= Cornelis Boscoop =

Dutch organist, singer, and composer

Cornelis Symonszoon Boscoop (or Buschop, Boskop) (died 1573) was a Dutch organist, singer, and composer. He was organist at the Oude Kerk in Amsterdam in the middle of the 16th century and was one of the predecessors of Jan Pieterszoon Sweelinck in this position.

==Works==
Little is known about Boscoop's life. The only surviving work of Boscoop's is the Fifty Psalms of David (1562). It was published in a new edition in 1568 in Düsseldorf and was dedicated to the Duke of Brunswick and Lüneburg, Erich II (Calenberg-Göttingen). The title page of the tenor part bears the following text: "Psalmen Dauid/ Vyfftich/ mit vier partyen/ zeer zuet ende lustich om singen en speelen op verscheiden instrumenten/ gecomponeert door M. Cornelius Buschop". the dedication is dated January 1568 and bears the words "tho Delft", though it is not clear whether Boscoop only briefly stayed there or whether he might have lived or worked in Delft at this time.
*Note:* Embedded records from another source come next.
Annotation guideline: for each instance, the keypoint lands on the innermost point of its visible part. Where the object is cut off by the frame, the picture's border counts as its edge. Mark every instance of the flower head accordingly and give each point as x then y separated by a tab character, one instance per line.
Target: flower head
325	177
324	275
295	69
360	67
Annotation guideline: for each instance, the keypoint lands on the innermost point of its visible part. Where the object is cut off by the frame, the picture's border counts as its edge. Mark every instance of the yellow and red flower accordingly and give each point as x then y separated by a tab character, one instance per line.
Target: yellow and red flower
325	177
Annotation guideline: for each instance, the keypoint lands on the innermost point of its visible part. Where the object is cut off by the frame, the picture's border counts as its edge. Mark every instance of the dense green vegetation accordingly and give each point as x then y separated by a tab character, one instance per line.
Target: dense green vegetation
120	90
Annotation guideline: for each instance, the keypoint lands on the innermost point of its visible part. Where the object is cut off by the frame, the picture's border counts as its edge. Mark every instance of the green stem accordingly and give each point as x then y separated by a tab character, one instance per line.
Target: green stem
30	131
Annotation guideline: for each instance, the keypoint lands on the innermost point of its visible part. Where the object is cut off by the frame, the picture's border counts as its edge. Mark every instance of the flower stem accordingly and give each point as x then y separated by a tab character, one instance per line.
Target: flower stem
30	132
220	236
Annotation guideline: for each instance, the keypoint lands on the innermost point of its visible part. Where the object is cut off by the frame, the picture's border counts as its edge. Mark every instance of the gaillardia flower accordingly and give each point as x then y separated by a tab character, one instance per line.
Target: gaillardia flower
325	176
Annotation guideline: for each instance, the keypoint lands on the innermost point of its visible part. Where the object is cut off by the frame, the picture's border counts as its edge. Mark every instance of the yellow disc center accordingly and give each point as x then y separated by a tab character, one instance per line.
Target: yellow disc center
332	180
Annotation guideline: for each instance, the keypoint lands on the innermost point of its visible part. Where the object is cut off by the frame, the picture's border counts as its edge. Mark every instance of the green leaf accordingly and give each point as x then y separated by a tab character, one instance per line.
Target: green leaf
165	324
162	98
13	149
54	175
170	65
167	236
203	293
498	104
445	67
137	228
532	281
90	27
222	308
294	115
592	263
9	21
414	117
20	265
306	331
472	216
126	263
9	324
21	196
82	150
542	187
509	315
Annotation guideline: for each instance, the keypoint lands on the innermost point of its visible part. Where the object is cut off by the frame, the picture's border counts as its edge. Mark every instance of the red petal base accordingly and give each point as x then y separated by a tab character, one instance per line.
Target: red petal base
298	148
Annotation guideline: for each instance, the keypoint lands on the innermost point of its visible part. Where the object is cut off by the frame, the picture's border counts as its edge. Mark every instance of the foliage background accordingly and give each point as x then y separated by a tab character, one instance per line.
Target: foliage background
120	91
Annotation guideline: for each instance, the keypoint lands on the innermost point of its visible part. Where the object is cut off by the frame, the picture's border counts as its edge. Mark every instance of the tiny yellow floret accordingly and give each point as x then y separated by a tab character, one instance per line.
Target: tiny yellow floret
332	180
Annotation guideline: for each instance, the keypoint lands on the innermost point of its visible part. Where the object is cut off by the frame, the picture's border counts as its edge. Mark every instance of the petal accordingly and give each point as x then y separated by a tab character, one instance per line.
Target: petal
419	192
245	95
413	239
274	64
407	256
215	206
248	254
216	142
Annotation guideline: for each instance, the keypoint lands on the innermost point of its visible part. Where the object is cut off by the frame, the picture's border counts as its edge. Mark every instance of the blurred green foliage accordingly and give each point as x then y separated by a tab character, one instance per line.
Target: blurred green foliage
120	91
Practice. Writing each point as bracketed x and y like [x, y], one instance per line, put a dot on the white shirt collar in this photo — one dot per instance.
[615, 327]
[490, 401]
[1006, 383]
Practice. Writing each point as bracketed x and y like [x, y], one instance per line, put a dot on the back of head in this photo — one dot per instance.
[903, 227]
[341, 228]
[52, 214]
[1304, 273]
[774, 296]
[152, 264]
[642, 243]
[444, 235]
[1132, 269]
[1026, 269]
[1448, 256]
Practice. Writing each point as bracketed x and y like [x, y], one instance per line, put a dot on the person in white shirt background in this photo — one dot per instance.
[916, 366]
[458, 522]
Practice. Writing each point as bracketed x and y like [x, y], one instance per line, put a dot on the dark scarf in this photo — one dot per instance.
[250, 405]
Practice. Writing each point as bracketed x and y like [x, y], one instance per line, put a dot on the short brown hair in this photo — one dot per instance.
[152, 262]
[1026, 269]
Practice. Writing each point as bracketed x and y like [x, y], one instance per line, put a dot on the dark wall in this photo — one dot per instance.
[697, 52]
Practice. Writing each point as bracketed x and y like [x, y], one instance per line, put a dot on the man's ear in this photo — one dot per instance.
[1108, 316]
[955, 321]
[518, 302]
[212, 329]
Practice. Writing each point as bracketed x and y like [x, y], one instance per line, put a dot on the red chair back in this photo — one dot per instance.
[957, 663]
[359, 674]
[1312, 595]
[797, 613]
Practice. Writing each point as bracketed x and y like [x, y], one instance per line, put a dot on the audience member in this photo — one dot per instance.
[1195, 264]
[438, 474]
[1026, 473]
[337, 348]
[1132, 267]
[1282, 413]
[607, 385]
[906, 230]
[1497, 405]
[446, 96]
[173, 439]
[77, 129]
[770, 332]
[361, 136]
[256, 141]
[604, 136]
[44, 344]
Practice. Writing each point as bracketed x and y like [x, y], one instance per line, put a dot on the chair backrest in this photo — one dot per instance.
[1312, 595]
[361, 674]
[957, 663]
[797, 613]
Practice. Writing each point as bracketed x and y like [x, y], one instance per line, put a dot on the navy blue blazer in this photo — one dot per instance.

For his texts, Boscoop used the Souterliedekens widespread in the Netherlands. However, he did not use the melodies common to the Souterliedekens, but instead composed entirely new material for them.

Many of the motets are in tripartite formal structure, ABC and ABA', with the opening and closing parts often repeated with a different text in the repeat. Some of the psalm settings have melodic and harmonic progressions which are characteristic of late Renaissance innovations.